Le FFC était l’indéniable favori de la compétition, grâce à sa combinaison de stars cabriolant comme des cabris, de petits jeunes aux surréelles échappées, de quelques vieux roublards casseurs de jambes, d’un gardien d’envergure scandinave et d’un maître tacticien, moustachu comme il se doit, arpentant les quelques mètres devant son banc avec la même intensité que Slothrop parcourait les rues de Londres et les casinos de la riviera.

Mais, tout comme la littérature, la physique et la magie, el futbol a du mal à devenir science exacte. Sans nous étendre sur les résultats passons directement aux constats. L’équipe, malheureusement, a quelques problèmes à faire face aux absents, que ce soit celles des blessés ou celles de ceux qui sont simplement ailleurs. Otarie, le jongleur fou, refuse de jouer. Moolz, le dribbleur de l’aile gauche qui allait tellement vite que ses adversaires voyaient huit jambes s’est fait écraser. Belane continue sa grève. La buse est probablement en train de penser retraite. Odot, quant à lui, ne manque pas à l’équipe : il est bien connu que les joueurs préfèrent se motiver prématch avec du Luther Vandross. Le pire sort est sans doute celui de L’ombre : on ne l’a plus vu depuis deux mois, lorsqu’il est sorti à la recherche d’un parapluie.

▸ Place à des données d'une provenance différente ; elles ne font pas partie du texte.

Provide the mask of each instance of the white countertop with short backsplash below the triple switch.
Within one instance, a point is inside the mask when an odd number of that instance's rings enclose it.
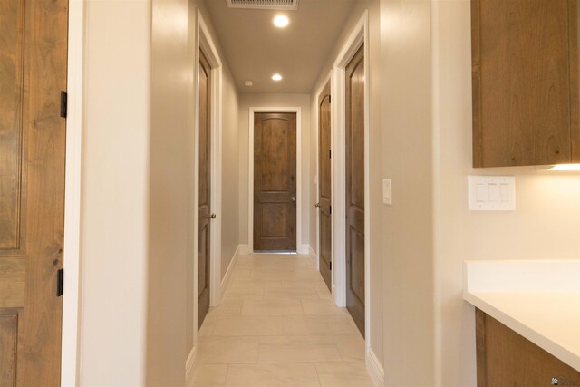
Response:
[[[580,260],[465,261],[463,298],[580,371]]]

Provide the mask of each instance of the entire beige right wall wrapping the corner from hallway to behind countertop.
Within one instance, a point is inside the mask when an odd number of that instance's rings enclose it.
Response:
[[[470,55],[469,0],[382,0],[388,386],[477,385],[463,260],[579,256],[580,176],[471,167]],[[469,174],[516,176],[516,211],[469,211]]]

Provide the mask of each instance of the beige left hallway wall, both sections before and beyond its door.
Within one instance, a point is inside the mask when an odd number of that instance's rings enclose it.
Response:
[[[237,186],[237,92],[201,1],[154,0],[147,383],[182,385],[195,332],[195,46],[198,11],[222,62],[223,188]],[[233,170],[231,170],[233,169]],[[224,189],[221,276],[237,248],[237,190]]]

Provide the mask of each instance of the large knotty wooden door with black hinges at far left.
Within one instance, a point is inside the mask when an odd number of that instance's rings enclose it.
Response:
[[[67,0],[0,1],[0,385],[58,386]]]

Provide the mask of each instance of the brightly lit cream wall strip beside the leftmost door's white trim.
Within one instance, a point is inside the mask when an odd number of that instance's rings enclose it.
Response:
[[[86,3],[79,384],[145,384],[151,2]]]

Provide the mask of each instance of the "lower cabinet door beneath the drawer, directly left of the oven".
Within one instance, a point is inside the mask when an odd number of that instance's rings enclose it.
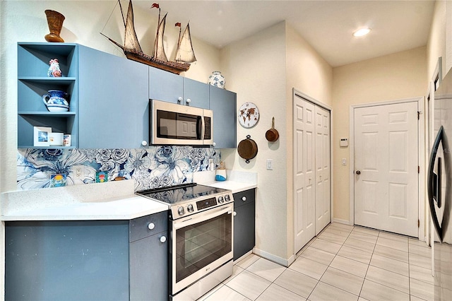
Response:
[[[168,300],[167,232],[130,244],[130,300]]]

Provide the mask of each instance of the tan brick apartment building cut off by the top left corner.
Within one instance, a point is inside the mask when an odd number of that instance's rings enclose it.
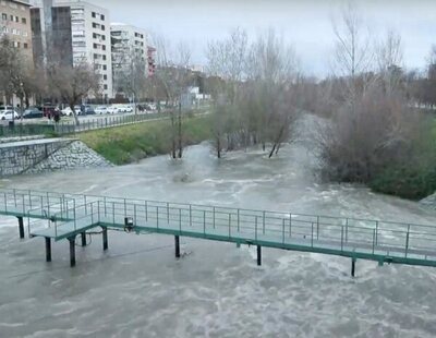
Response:
[[[31,4],[27,1],[0,0],[0,35],[8,36],[13,46],[23,49],[32,60]]]

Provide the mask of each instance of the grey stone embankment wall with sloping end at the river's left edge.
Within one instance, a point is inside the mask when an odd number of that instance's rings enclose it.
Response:
[[[0,177],[110,166],[77,140],[37,140],[0,145]]]

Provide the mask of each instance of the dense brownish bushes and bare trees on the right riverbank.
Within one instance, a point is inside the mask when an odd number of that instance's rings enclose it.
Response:
[[[416,102],[435,98],[436,49],[426,81],[416,82],[401,67],[401,37],[388,32],[384,41],[372,41],[352,5],[334,31],[339,76],[317,84],[308,101],[328,118],[314,135],[322,178],[411,200],[434,193],[435,118]]]

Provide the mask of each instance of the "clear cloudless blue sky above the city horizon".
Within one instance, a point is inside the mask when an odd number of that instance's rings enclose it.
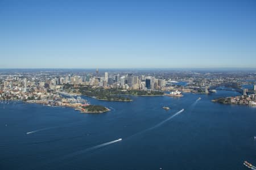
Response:
[[[256,1],[0,0],[0,68],[256,67]]]

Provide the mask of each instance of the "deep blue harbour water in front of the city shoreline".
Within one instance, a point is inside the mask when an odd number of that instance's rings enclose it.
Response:
[[[0,104],[0,169],[247,169],[244,160],[256,164],[256,108],[210,101],[233,95],[240,94],[133,96],[131,103],[85,97],[112,109],[103,114]]]

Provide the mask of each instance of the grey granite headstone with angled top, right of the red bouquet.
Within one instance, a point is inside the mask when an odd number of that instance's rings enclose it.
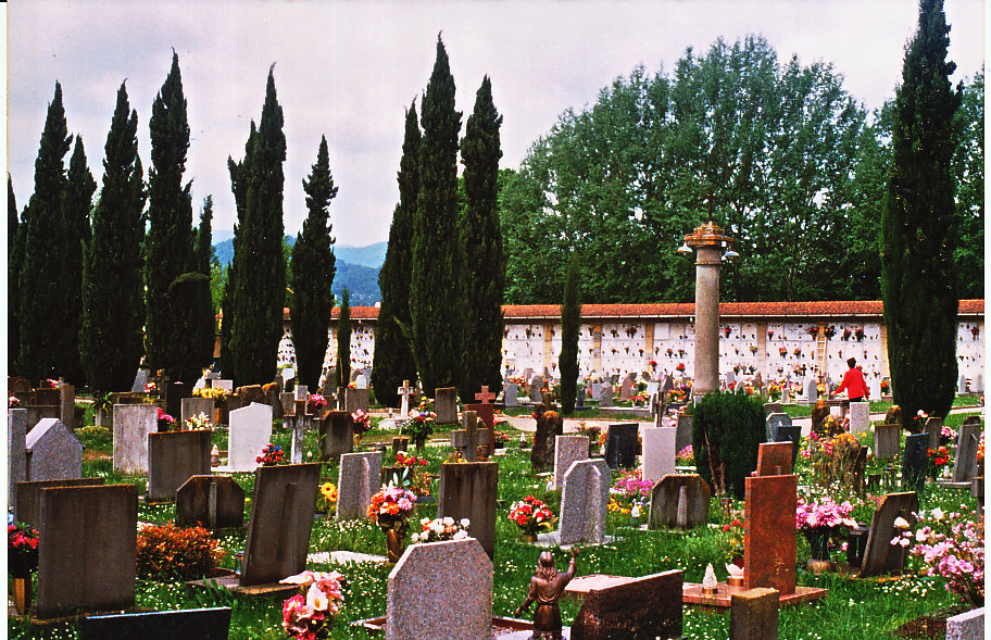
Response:
[[[612,474],[603,460],[572,463],[561,493],[560,544],[604,541],[611,482]]]

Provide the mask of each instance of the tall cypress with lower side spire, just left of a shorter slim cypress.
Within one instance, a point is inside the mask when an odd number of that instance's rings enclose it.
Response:
[[[262,385],[275,379],[278,343],[283,337],[286,301],[286,259],[283,254],[283,162],[286,136],[283,108],[268,70],[265,104],[247,175],[244,222],[235,242],[230,353],[237,384]],[[242,176],[238,176],[241,179]]]

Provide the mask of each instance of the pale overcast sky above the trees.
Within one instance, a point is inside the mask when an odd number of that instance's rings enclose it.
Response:
[[[349,246],[388,239],[404,109],[426,87],[438,32],[462,123],[488,74],[504,116],[502,166],[516,167],[565,109],[592,104],[600,88],[637,64],[670,71],[686,47],[704,52],[719,36],[732,42],[760,34],[779,60],[795,53],[805,64],[832,63],[854,98],[878,106],[900,80],[917,20],[916,0],[18,0],[7,7],[9,163],[18,206],[34,190],[55,80],[68,129],[83,136],[99,184],[116,90],[126,78],[147,172],[148,117],[175,48],[189,110],[186,178],[193,179],[196,216],[212,193],[214,228],[233,228],[226,160],[243,155],[275,63],[288,143],[286,233],[298,233],[305,217],[300,183],[326,135],[340,189],[330,219],[338,243]],[[973,76],[983,60],[983,2],[945,0],[945,9],[954,79]]]

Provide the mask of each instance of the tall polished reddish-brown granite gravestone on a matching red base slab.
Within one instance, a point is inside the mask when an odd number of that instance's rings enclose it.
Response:
[[[744,478],[743,588],[795,591],[798,476]]]

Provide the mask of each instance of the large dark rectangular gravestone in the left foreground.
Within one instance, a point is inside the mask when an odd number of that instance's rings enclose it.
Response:
[[[138,528],[135,485],[41,490],[35,617],[134,606]],[[71,566],[85,570],[66,570]]]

S’il n’y avait que les absences ! Même ainsi déforcé, le FFC devrait péter des flammes, détruire les startings blocks, déflorer le score, trouer les filets et chanter de plus en plus fort son hymne – surnommé, il faut le préciser, « la fessée ». Tout ça n’est que lointain souvenir ! Antonio, avant-centre autrefois vicieux, s’est laissé ensorceler par les étoiles de la ville lumière : il ne sait même plus ce qu’est un ballon. Claro, son compère de front de bandière, observe peut-être de trop près son adversaire (« alors il contrôle le ballon du gauche, le remet sur le droit, fait une pirouette, tourne la tête vers l’aile mais fait la passe de l’autre côté sans regarder ») histoire de recréer pareille magie. C’est très bien, mais une fois le ballon perdu, il court, crie « pourquoi, pourquoi ! » en s’arrachant le peu de cheveux qu’il lui reste. Lazare, meneur de jeu jusqu’ici exemplaire (toujours le premier à ouvrir les bouteilles les soirs de triomphe), a beau annoncer à qui veut l’entendre qu’il est de retour, on le retrouve plus souvent allongé sur la pelouse, au soleil, que debout à distribuer les bons ballons à ses immobiles avants – qui peuvent ainsi expliquer leur pauvre forme. El volante Pedro, petit mais énergique, rapide, vif, déroutant est le seul élément sur lequel il est encore possible de compter, bien qu’il voit tout en noir – on peut le comprendre. J.D.M est traditionnellement le métronome du onze de base mais reste malheureusement hypnotisé par les caméras alors qu’il devrait fixer son regard sur les jambes à casser et les ballons à relancer. En défense, Thomz n’arrête pas de dire qu’il est déçu, ce qui l’empêche de voir venir les fusées que ses adversaires sont sur le point de lancer. A l’arrière droit, Fausto, qu’on a mis là parce que c’est la position où il fera le moins de dégâts, regarde les femmes dans la tribune, qu’elles soient de l’est ou pas et, lorsqu’il ne sait les voir, rêve d’un transfert dans une équipe espagnole de Londres. Quelque chose doit lui échapper. Le libéro est toujours C. qui n’est malheureusement plus lui-même, trop occupé à entonner un compte-à-rebours vers l’élimination. Dans les buts, Bartleby n’essaye même pas d’intercepter les ballons qui, inéluctablement, franchissent la ligne : cinq postulats, aucune décision – gauche, droite, en hauteur, au sol : je préfèrerais ne pas être là semble être sa seule réponse.

Le seul effet positif ? Le coach, sur la touche, est sans doute sur le point de s’arracher la moustache. Le combat est inutile, c’est frustrant.